No fue difícil, y no es por alardear. Basta saber los horarios y las costumbres. Saqué la Z88 de la caja fuerte del despacho ministerio, un arma requisada en una redada y que José Ignacio, tras posar con ella para la prensa, había olvidado entregar al archivo. Con su cargador 9 mm Parabellum, el ideal para este tipo de casos. Di el esquinazo a los escoltas usando, sí, el viejo truco del casco y la moto. José Ignacio tenía a esas horas una reunión secreta con un par de representantes de grupos minoritarios a los que el gobierno quería hacer una cesión de competencias si votaban los presupuestos generales del estado. Un restaurante en las afueras de Madrid. Por lo tanto, no habría nadie esperándolo en el apartamento donde dormía este tipo de noches. Yo tenía la llave, porque a veces era yo quien lo utilizaba, si andaba ajustado de tiempo. Lo esperé sentado en el cuarto de baño, dentro de la ducha, como en Psicosis.

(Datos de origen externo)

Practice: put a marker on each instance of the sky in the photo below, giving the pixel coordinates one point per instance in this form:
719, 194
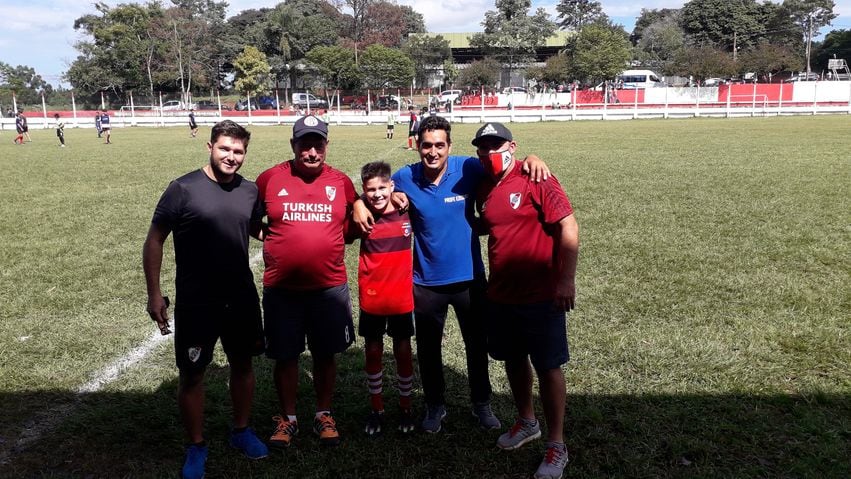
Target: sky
40, 33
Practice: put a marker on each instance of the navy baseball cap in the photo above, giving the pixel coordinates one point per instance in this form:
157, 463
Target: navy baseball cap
310, 124
496, 130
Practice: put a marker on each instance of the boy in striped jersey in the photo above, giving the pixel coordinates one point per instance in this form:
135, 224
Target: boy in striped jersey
385, 280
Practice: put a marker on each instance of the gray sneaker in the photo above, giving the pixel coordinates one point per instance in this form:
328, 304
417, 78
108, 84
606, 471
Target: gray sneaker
520, 433
552, 467
487, 420
434, 418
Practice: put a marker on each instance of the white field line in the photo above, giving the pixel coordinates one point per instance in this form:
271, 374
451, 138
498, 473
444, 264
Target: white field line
46, 421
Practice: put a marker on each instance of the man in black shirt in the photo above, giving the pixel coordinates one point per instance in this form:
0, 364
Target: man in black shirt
211, 212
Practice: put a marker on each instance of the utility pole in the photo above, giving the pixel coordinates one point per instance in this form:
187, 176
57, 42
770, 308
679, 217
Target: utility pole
735, 48
809, 41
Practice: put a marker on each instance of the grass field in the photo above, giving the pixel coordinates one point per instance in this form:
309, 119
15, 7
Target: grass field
712, 336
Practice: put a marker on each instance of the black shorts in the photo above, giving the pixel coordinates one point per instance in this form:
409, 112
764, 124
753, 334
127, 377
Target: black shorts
197, 327
397, 326
537, 330
323, 317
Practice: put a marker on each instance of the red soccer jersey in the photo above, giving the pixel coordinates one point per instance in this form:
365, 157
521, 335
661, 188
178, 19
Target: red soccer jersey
385, 267
519, 215
305, 247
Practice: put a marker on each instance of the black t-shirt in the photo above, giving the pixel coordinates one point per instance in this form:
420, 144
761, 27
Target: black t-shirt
210, 222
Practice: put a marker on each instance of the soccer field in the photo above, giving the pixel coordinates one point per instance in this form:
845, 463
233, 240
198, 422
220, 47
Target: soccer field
712, 336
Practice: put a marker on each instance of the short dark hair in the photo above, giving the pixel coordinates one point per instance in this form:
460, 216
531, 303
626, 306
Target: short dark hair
433, 123
231, 129
375, 169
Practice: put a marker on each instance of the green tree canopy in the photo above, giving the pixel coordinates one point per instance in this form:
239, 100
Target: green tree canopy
705, 62
599, 52
428, 54
660, 43
511, 35
721, 23
480, 73
575, 14
24, 82
383, 67
252, 71
335, 65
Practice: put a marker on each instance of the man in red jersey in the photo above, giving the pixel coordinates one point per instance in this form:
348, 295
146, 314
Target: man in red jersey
305, 290
533, 246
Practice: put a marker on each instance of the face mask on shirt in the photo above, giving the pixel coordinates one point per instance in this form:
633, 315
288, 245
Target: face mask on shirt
497, 162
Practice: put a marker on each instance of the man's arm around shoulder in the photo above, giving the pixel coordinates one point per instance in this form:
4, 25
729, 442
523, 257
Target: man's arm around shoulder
567, 235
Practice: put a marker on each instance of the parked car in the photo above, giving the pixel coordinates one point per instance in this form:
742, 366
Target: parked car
267, 102
242, 105
209, 105
303, 100
172, 105
449, 95
804, 77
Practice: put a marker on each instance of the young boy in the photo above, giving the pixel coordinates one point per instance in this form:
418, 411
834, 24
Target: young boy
385, 281
60, 130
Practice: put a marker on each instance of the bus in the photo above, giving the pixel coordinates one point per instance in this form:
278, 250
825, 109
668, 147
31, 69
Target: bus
633, 79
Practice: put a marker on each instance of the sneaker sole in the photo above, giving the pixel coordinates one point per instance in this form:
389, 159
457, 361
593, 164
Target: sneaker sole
525, 440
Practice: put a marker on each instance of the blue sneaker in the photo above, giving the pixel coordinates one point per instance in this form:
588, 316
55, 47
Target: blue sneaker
247, 442
193, 466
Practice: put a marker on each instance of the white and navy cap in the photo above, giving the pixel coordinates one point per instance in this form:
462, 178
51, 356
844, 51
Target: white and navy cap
496, 130
310, 124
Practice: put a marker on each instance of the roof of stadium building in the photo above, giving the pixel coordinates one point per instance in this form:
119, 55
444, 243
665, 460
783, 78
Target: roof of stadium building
462, 39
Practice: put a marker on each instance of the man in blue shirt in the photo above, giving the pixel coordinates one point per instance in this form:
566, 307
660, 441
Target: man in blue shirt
448, 267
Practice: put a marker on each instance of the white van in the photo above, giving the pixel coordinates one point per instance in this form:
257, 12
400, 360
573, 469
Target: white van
632, 79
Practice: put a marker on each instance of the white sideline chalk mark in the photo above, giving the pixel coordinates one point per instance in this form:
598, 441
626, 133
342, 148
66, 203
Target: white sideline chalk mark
46, 421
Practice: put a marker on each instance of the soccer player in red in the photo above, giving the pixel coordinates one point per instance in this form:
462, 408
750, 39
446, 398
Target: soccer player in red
533, 246
308, 206
385, 281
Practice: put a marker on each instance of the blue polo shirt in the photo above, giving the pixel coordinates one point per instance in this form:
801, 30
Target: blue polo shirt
446, 250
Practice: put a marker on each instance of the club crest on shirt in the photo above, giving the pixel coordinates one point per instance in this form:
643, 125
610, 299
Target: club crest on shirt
194, 353
514, 200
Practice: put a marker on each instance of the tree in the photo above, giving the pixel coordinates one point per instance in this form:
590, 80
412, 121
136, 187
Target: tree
388, 24
556, 71
660, 43
480, 73
810, 15
335, 65
252, 70
428, 53
648, 17
575, 14
836, 44
383, 67
704, 62
123, 53
24, 82
725, 24
599, 52
511, 35
769, 59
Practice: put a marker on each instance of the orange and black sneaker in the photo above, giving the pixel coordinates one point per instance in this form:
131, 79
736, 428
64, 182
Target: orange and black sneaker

Me llamaron al móvil a la mañana siguiente, camino de Barajas, donde iba a recibir al presidente de Uzbekistán, precisamente. Revuelo de teletipos, periodistas colapsando el ministerio, declaraciones que me tocó realizar a mí, como secretario de estado y ahora ministro en funciones. Diez días de vértigo. El entierro con todos los honores, la prensa de la oposición clamando al cielo como era de esperar, los hijos de José Ignacio que tuvieron que volver corriendo (bueno, en avión) de Yale y Lausana, la medalla de Isabel la Católica al mérito civil. Todo eso que ven ustedes en los telediarios justo antes de cambiar de canal y que yo tuve que tragarme en primera persona, con el rostro compungido y al borde de las lágrimas. Luego, la espera de un nuevo ministro que me relevase y el Presi, que no quiso aprovechar la ocasión para remodelar el gabinete, que me dijo que siguiera yo adelante, hasta las elecciones del próximo abril, si había suerte.
Nadie sospechó nada. Dos tiros en la nuca, la munición característica, una caza al hombre que no llevó a ninguna detención. Los abertxales se negaron a condenar el asesinato, para variar. Los gerifaltes de la banda, peleados entre sí, no tenían muy claro de quién había partido la orden, habiendo tantos comandos por libre, pequeños reinos de taifas de un emporio que se les venía abajo. En Gara negaron tener nada que ver. Después dijeron que sí en un comunicado a Francia. Lo de costumbre.
Tres semanas y pico más tarde tuve que negociar yo el acuerdo a los presupuestos generales del estado allá donde se habían quedado, en punto muerto. Un asador en las afueras de Madrid, discreto, entre pinares, los escoltas en la puerta. Soy buen negociador. Tengo buena labia. Y mala próstata.
Pasada la medianoche, entré a mear. Un alivio, después de tanta agua Bezoya. Me estaba lavando las manos cuando vi por el espejo que dos de los excusados se abrían casi a la par, y dos hombres encapuchados salían de ellos.
––Eskerrik asko por su colaboración, señor Ufarte –me dijo uno de ellos––. Pero era un trabajo que teníamos que haber hecho nosotros. Estaba ya pagado, ¿sabe usted?
Fueron dos tiros a la cabeza, a quemarropa. Uno de ellos me atravesó la perla rosa del gemelo antes de abrirse paso por el cristal de mis gafas.